Wednesday, February 28, 2018

To analyze using a computer part 3

December was a dark month for Stockfish. First Stockfih was beaten by Alpha Zero see chess.com. Next Stockfish didn't manage to qualify for the TCEC-super-final of season 10 the first since years. If you would only look at those facts then many would decide to stop working with Stockfish.

However if we are investigating more closely the data then we see a very different picture. The beating by Alpha Zero was eventually only a difference of 64-36 which corresponds to about a gap of 100 elo see the fide-handbook. Besides there was a lot of critics on how Stockfish was operated. In my previous article I already explained how easily you can get a difference of a couple of hundred ratingpoints by just manipulating some parameters. This is not even taking into account the missing opening-book and the very limited hash-table which definitely also impacted the playing-strength of the engine. In short a match where Stockfish would get better conditions, could well reverse the final result but this will never be allowed of course by deepmind of Google.

Also the early elimination of Stockfish after stage 2 in season 10 was no disgrace at all. Contrary to previous years after stage 2 immediately the super-final was played. Consequently a lot depended on how the best engines performed against the weaker ones. Stockfish was the only engine not losing a game but finally ended a half point from the leaders. So the 2 finalists (Komodo en Houdini) never proofed their superiority. Personally I believe Stockfish is the strongest engine today available. After the final it won the TCEC-rapid and the newest release 9  (available since beginning of this month) leads at ccrl with 39 elo.

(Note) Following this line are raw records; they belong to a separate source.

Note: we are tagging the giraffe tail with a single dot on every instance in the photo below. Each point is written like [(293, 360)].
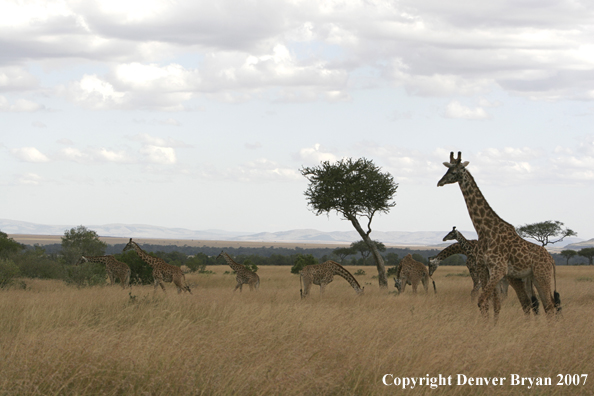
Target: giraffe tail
[(556, 296)]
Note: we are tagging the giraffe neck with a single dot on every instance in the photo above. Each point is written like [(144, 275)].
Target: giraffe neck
[(99, 259), (455, 248), (143, 255), (464, 243), (341, 271), (486, 222), (235, 266)]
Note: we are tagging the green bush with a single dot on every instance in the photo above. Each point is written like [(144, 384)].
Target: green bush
[(392, 271), (34, 263), (86, 274), (8, 271), (140, 272), (301, 261)]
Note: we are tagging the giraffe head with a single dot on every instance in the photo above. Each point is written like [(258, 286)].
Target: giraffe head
[(129, 246), (433, 264), (81, 260), (456, 169), (453, 235)]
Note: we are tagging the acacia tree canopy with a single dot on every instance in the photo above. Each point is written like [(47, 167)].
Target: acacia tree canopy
[(81, 241), (355, 189), (545, 231)]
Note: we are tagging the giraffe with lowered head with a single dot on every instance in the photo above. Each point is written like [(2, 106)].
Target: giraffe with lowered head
[(501, 249), (162, 271), (114, 268), (411, 272), (478, 273), (244, 275), (323, 274)]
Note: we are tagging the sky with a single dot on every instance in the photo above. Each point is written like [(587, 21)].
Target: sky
[(199, 114)]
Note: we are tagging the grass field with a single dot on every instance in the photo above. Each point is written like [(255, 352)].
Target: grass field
[(56, 339)]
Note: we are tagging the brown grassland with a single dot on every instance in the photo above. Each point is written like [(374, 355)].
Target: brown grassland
[(59, 340)]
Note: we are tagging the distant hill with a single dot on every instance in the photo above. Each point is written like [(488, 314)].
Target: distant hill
[(580, 245), (419, 238)]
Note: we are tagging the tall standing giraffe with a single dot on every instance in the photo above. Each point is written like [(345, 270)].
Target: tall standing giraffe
[(323, 274), (501, 249), (244, 275), (162, 271), (114, 268)]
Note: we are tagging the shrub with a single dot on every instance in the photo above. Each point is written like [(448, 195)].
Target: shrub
[(140, 272), (34, 263), (8, 271), (301, 261), (86, 274)]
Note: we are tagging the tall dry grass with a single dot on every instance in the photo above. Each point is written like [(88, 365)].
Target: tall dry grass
[(56, 339)]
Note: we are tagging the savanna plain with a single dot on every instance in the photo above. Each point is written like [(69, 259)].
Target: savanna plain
[(60, 340)]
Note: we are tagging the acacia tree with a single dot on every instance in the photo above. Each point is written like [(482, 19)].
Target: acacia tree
[(81, 241), (568, 254), (342, 253), (354, 189), (542, 232), (362, 248)]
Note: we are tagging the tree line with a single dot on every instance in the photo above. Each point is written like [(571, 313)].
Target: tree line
[(57, 261)]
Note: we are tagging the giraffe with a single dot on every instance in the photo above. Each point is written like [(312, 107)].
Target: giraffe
[(244, 275), (502, 250), (411, 272), (162, 271), (323, 274), (478, 273), (454, 248), (113, 267)]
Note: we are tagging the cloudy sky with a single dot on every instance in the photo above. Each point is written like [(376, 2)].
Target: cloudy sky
[(199, 114)]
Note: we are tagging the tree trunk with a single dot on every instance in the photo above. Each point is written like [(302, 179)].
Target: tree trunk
[(379, 261)]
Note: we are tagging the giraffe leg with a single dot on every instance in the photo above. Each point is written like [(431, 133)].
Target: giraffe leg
[(496, 272), (111, 278), (476, 283), (542, 281), (126, 282), (306, 286), (518, 286)]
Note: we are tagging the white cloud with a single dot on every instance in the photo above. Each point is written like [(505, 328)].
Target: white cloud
[(29, 154), (456, 110), (29, 179), (262, 170), (159, 155), (13, 78), (19, 106), (315, 155)]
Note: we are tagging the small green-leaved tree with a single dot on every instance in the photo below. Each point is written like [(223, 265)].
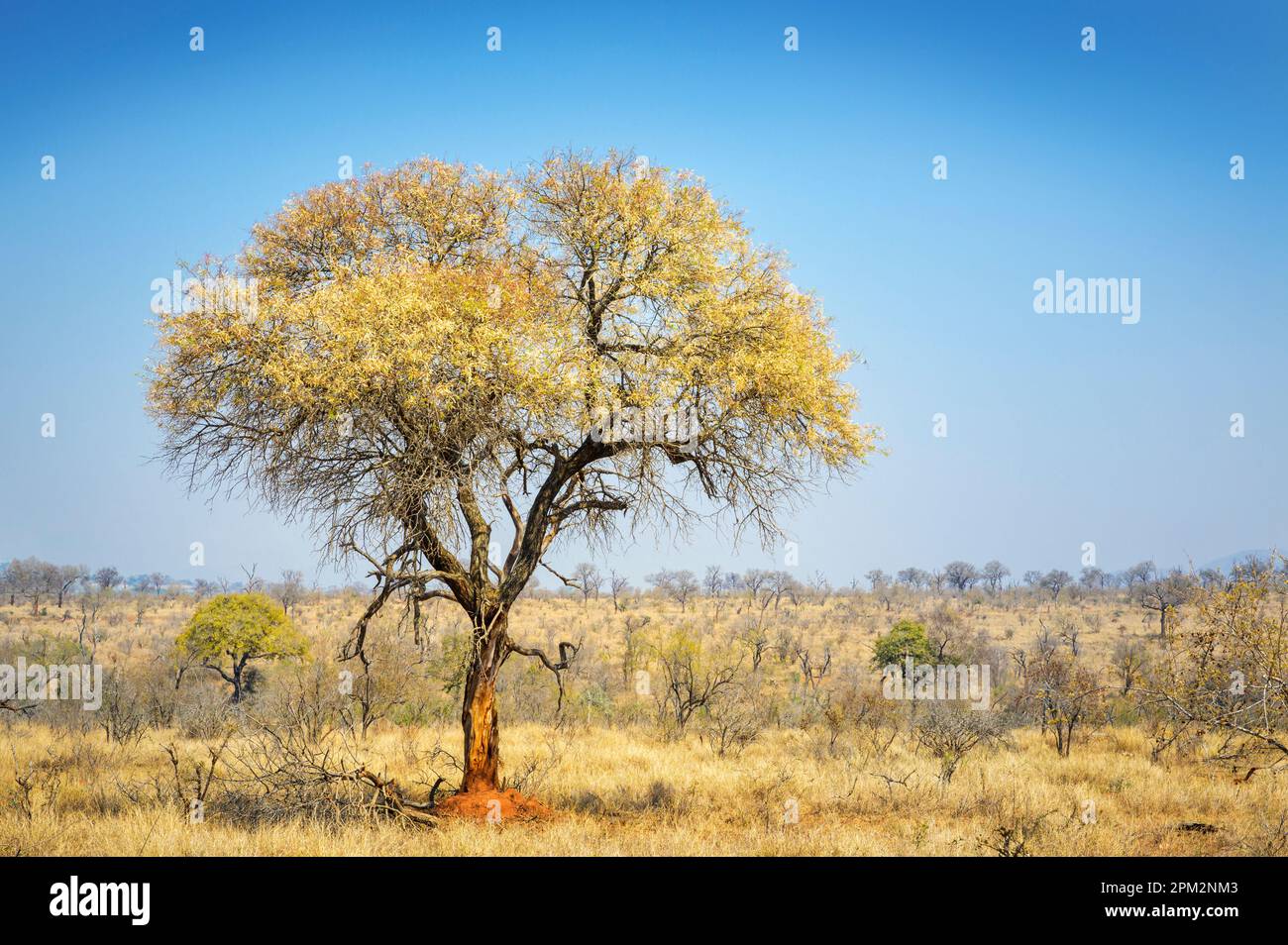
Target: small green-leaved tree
[(230, 631), (906, 639)]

Naturally Chessbase doesn't report anything about the success of Stockfish on their website. The engine destroys their market. Even when a new top-engine like Houdini 6 is introduced then mainly negative comments are received. You really need to be stupid to pay 100 euro while a stronger engine is available for free. An open forum creates extra visitors but can also cause damage to your business. Personally I think such comments are inappropriate. First you get more than just an engine for the 100 euro. Also you can't expect that everybody wants to work for free. There is nothing wrong with trying to make a living from creating new interesting things.

Still if we only concentrate at the engine then we can wonder how necessary it is for ourselves to get an extra engine beside Stockfish. Do other engines have an added value for us? Well honestly I doubt it for 99,9% of the players. The quality of Stockfish's analysis suffice for any player till at least 2600 fide and maybe even higher. Only for some theoreticians like correspondence-players and the world-top in otb it becomes doubtful to only rely at Stockfish. I call it doubtful as today it is really not clear if an extra engine will still bring something extra. To support this statement, I made during the 2 weeks of the last Christmas holidays a special research-project.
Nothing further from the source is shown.